The Spanish Civil War began on July 18, 1936, when a group of conservative generals led by Francisco Franco (the “Nationalists”) rebelled against the established government of the Second Spanish Republic. With help from Nazi Germany and Fascist Italy, Franco won the war in 1939, at which time his conservative authoritarian dictatorship began. While the death toll of the war was only around 50,000, the transition to Franco’s dictatorship brought with it 500,000* more murders. The majority of these executions, known as “White Terror,” were carried out by the Nationalist regime. Often pitting families and communities against one another, the war became an excuse for resolving longstanding feuds. Executions of people who were caught on the “wrong” side of the lines became widespread, and the corpses were usually abandoned or interred in common graves dug by the victims themselves.
With the death of Franco on November 20th, 1975, Juan Carlos de Borbón became the absolute King of Spain. He immediately began transitioning to democracy, with Spain becoming a constitutional monarchy articulated by a parliamentary democracy. In 1977, the first democratic government elected after Franco’s death passed an Amnesty Law, which exempts responsibility to everyone who committed any offence for political reasons prior to this date. This law ensures that all crimes committed during Franco’s dictatorship cannot be prosecuted.

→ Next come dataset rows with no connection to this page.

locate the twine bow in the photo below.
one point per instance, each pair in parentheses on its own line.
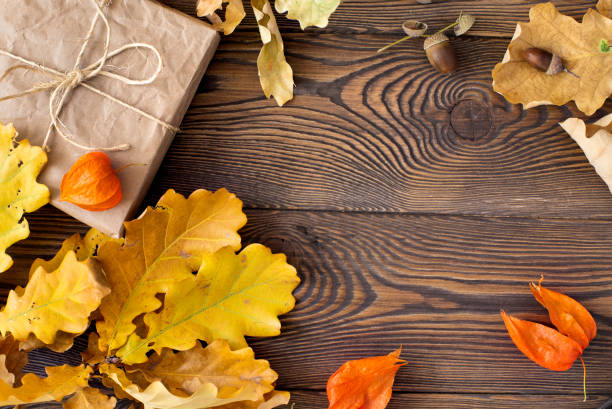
(62,83)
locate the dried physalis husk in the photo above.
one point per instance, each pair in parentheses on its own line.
(464,23)
(92,183)
(414,28)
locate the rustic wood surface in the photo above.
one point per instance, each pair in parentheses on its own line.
(414,205)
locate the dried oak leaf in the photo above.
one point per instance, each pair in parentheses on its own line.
(605,7)
(20,164)
(308,12)
(275,74)
(364,383)
(59,300)
(595,140)
(161,250)
(234,13)
(196,378)
(60,381)
(90,398)
(231,296)
(12,361)
(577,44)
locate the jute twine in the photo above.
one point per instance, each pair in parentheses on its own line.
(62,83)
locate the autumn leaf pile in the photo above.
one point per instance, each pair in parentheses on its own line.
(275,74)
(174,283)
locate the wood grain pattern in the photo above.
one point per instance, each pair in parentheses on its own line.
(493,18)
(434,284)
(370,132)
(414,206)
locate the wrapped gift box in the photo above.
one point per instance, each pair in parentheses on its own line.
(51,33)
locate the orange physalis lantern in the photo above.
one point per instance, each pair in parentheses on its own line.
(364,383)
(554,349)
(92,183)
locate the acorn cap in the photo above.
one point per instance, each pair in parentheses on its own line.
(434,39)
(414,28)
(464,23)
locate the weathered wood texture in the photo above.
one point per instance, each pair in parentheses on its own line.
(434,284)
(494,18)
(382,133)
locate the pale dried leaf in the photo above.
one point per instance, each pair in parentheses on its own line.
(275,74)
(577,44)
(596,142)
(198,378)
(308,12)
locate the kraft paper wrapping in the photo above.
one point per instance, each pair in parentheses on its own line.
(51,33)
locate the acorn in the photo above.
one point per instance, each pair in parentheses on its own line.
(440,53)
(550,63)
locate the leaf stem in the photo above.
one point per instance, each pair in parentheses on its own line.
(583,378)
(394,43)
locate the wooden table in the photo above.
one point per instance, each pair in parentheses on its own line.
(414,205)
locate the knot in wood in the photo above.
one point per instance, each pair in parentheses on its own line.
(471,120)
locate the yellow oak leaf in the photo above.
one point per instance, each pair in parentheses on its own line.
(595,140)
(12,361)
(60,381)
(308,12)
(196,378)
(60,300)
(577,44)
(232,295)
(20,164)
(275,74)
(162,248)
(234,13)
(90,398)
(269,401)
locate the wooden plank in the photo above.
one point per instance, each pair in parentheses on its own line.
(312,399)
(493,18)
(318,400)
(380,132)
(434,284)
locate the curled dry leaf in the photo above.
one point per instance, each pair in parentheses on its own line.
(364,383)
(20,164)
(275,74)
(91,183)
(232,295)
(90,398)
(12,361)
(577,44)
(595,140)
(162,248)
(197,378)
(61,381)
(605,7)
(60,300)
(308,12)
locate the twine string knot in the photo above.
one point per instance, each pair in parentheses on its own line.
(62,83)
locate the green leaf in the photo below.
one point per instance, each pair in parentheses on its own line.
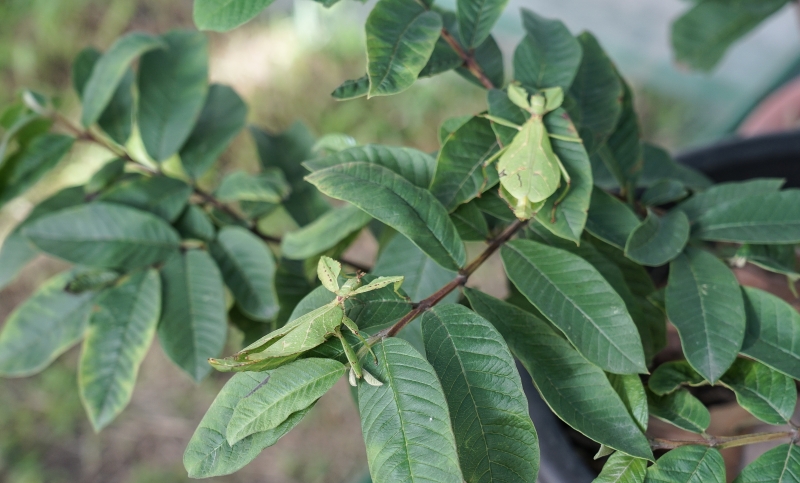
(208,452)
(27,166)
(702,35)
(389,198)
(291,388)
(40,329)
(405,422)
(670,376)
(352,89)
(495,437)
(223,15)
(773,332)
(248,268)
(109,71)
(657,240)
(460,175)
(173,84)
(193,325)
(681,409)
(122,327)
(621,468)
(324,233)
(161,195)
(763,218)
(223,116)
(598,94)
(688,464)
(476,19)
(548,56)
(766,394)
(401,35)
(705,305)
(573,387)
(104,235)
(415,166)
(720,195)
(590,313)
(610,219)
(778,465)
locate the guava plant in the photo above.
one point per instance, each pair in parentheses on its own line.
(552,175)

In 2000, at the request of the Association for the Recovery of Historical Memory, the first official exhumation of a mass grave was carried out by Aranzadi, a non-profit scientific society and research body based in the Basque Country. Led by Francisco Etxeberria, Aranzadi have since exhumed over 250 of the 2052 (these numbers are constantly growing) known mass graves in Spain, all at the request of living ancestors and carried out with the assistance of volunteers. In 2007 Spain passed the Historical Memory Law, which includes provisions of state assistance in the tracing, identification and eventual exhumation of victims of Francoist repression whose corpses are still missing.
In 2008 the Spanish judge Baltasar Garzón opened an investigation into the executions and disappearances of 114,266 Spanish citizens between July 17, 1936, and December 1951, one of those people being the poet Federico García Lorca. This investigation proceeded on the basis of the notion that this mass-murder constituted a “Crime Against Humanity” which cannot be subject to any amnesty or statute of limitations. As a result Mr. Garzón was himself accused of violating the terms of the general amnesty and his powers as a jurist have been suspended pending further investigation.
In September 2010 an Argentine court reopened a probe into crimes committed during the Spanish Civil War and during Franco’s dictatorship. Amnesty International, Human Rights Watch, the Council of Europe and United Nations have all asked the Spanish government to investigate the crimes of Franco’s dictatorship.
* Figure varies greatly depending on the historian.
For more information on the subject, an excellent reference is the Mapa de la Memoria, which offers information on the sites of mass graves, historic buildings, military architecture, Francoist symbols, battles, detention centres, concentration camps, and other points of interest in Spain related to the Spanish Civil War and Franco's dictatorship.